Además, muestran que las crisis financieras han tenido efectos profundos, extensos y generalizados en la región, con independencia de las características de los países y de sus condiciones iniciales.
Tras aportar datos que reflejan los efectos de la actual coyuntura en América Latina, concluyen que, al igual que en anteriores ocasiones, estas economías sufrirán profundos efectos negativos de manera generalizada, sin importar su grado de conexión con los mercados financieros internacionales, su nivel de apertura al comercio externo, o sus condiciones iniciales.
En el caso de las turbulencias actuales, desde el segundo semestre de 2008, los flujos de capitales privados a la región han disminuido, e incluso se han revertido en algunos países. Se estima que para 2009 estos recursos serán 50% inferiores a los de 2008, y el comercio global declinará cerca del 9%.

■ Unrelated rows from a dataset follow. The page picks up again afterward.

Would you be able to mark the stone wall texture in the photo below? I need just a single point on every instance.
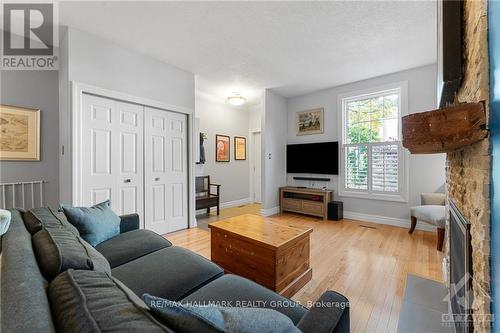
(468, 169)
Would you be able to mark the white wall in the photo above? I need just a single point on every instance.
(427, 172)
(217, 117)
(35, 89)
(94, 61)
(255, 117)
(91, 60)
(274, 140)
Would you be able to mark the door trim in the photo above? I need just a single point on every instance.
(77, 91)
(251, 134)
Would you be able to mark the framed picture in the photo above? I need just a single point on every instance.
(240, 148)
(310, 122)
(222, 148)
(20, 133)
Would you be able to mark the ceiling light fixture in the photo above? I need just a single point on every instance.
(236, 99)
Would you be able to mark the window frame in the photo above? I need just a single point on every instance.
(403, 157)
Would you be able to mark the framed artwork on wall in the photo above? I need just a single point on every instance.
(310, 121)
(19, 133)
(222, 148)
(240, 148)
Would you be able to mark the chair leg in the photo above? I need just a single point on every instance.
(413, 224)
(440, 234)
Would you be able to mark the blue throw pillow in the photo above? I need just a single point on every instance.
(95, 224)
(195, 318)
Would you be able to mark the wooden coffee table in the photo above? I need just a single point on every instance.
(271, 254)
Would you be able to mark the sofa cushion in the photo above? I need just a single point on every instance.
(171, 273)
(193, 318)
(87, 301)
(45, 217)
(233, 290)
(96, 224)
(59, 249)
(131, 245)
(24, 305)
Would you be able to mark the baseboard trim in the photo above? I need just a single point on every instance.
(386, 220)
(229, 204)
(270, 211)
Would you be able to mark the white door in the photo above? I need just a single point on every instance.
(166, 174)
(256, 176)
(112, 154)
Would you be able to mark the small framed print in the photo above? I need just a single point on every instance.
(20, 133)
(310, 122)
(240, 148)
(222, 148)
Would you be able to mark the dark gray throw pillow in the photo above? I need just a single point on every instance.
(59, 249)
(193, 318)
(95, 224)
(88, 301)
(45, 217)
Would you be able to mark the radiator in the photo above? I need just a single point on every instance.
(23, 195)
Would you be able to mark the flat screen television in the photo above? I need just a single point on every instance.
(316, 158)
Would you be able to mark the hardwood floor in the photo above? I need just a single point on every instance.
(366, 262)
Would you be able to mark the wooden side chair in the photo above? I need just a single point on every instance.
(205, 198)
(433, 211)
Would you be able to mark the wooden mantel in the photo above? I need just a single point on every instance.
(445, 129)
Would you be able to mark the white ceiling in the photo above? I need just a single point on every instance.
(292, 47)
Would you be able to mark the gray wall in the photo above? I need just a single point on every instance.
(89, 59)
(217, 117)
(35, 89)
(427, 172)
(274, 141)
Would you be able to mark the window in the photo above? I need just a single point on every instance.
(373, 159)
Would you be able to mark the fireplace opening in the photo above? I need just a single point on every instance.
(460, 271)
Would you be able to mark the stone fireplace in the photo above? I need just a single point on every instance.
(460, 287)
(468, 169)
(461, 131)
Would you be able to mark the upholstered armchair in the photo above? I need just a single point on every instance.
(432, 210)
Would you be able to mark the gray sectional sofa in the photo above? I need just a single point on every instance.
(52, 280)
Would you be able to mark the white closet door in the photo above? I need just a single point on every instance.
(112, 159)
(165, 171)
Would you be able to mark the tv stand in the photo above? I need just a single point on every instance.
(309, 201)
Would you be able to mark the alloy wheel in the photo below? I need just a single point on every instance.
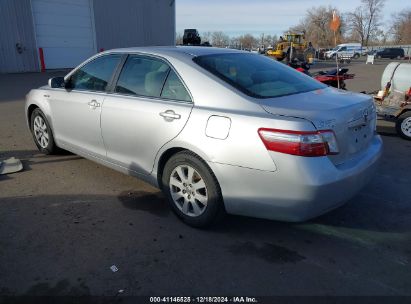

“La evidencia empírica sugiere que en el caso de América Latina el actual episodio y sus manifestaciones no difieren del patrón observado en crisis anteriores… A pesar de los esfuerzos de los países por contrarrestar sus efectos, éstos pueden ser insuficientes para evitar el estancamiento o incluso la contracción de la actividad económica en la región”, concluyen los autores. Por su parte, en el documento, Sandra Manuelito, Filipa Correia y Luis Felipe Jiménez, señalan que el deterioro del proceso crediticio, la insuficiente supervisión y las fallas en la autorregulación de los mercados financieros en Estados Unidos están en la raíz de la crisis económica global. Además, en América Latina han surgido intermediarios cuya regulación y supervisión es insuficiente y que son factores potenciales de inestabilidad. Los economistas agrupan en cuatro grandes áreas las lecciones que América Latina puede sacar en cuanto a los aspectos regulatorios internos:
1. La necesidad de un enfoque macro-prudencial complementario al actual enfoque regulatorio. Postulan una perspectiva global para la regulación financiera, que se preocupe del comportamiento del conjunto del sistema.
2. La reducción de la prociclicidad de los sistemas financieros. 3. La ampliación del ámbito tradicional de la regulación y supervisión a toda institución financiera que tenga el potencial de afectar al conjunto de la economía.
4. Ciertos aspectos de la relación entre las agencias calificadoras de riesgo, las empresas de auditoría externa y las instituciones financieras que derivan en un deficiente tratamiento del riesgo. Asimismo, instan a adoptar mecanismos y políticas que contrarresten el comportamiento procíclico de los sistemas financieros, el cual exacerba las fluctuaciones económicas y no amortigua los efectos que se derivan de los períodos de auge y depresión económica.